National Oceanic and
Atmospheric Administration
United States Department of Commerce


FY 1992

Variations in the methanesulfonate to sulfate molar ratio in submicrometer marine aerosol particles over the South Pacific Ocean

Bates, T.S., J.A. Calhoun, and P.K. Quinn

J. Geophys. Res., 97(D9), 9859–9865, doi: 10.1029/92JD00411 (1992)

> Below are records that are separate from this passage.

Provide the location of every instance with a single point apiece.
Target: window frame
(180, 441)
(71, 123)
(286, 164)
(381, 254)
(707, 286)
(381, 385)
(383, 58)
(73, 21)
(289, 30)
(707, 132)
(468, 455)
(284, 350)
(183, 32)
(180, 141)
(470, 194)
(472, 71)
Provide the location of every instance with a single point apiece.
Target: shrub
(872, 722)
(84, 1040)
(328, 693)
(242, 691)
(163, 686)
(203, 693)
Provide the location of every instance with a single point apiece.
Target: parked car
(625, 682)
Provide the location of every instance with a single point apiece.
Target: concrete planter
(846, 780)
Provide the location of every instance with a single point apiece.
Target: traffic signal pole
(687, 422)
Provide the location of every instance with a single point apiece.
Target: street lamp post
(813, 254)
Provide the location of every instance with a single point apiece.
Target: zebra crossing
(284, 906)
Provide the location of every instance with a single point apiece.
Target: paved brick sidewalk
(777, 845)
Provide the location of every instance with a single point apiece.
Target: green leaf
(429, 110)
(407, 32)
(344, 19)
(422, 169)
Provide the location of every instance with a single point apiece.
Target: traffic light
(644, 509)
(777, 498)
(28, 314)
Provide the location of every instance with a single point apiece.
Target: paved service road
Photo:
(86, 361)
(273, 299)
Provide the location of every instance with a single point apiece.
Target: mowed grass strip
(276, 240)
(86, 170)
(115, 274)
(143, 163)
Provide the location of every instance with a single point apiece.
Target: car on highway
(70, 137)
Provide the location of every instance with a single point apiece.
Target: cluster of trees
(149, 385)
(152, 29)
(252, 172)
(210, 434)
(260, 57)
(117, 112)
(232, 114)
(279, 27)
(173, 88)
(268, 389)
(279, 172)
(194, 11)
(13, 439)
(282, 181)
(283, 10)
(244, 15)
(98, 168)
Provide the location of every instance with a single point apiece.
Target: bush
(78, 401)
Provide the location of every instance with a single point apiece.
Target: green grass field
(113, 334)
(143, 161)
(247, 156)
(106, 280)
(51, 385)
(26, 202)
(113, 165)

Seawater concentrations of dimethylsulfide (DMS) and atmospheric concentrations of DMS, sulfur dioxide, methanesulfonate (MSA), and non-sea-salt (nss) sulfate were measured over the eastern Pacific Ocean between 105° and 110°W from 20°N to 60°S during February and March 1989. Although the samples collected in the southern hemisphere appear to be of marine origin, no significant correlation was found between the latitudinal distributions of DMS, SO2, MSA, and nss SO4=. However, an inverse correlation (r2 = 0.87) was found between atmospheric temperature and the MSA to nss SO4= molar ratio in submicrometer aerosol particles with a decrease in temperature corresponding to an increase in the molar ratio. Although this trend is consistent with laboratory results indicating the favored production of MSA at lower temperatures, it is contrary to southern hemisphere baseline station data. This suggests either a decrease in the supply of DMS relative to nonmarine sources of nss SO4= at the baseline stations in winter or additional mechanisms that affect the relative production of MSA and nss SO4.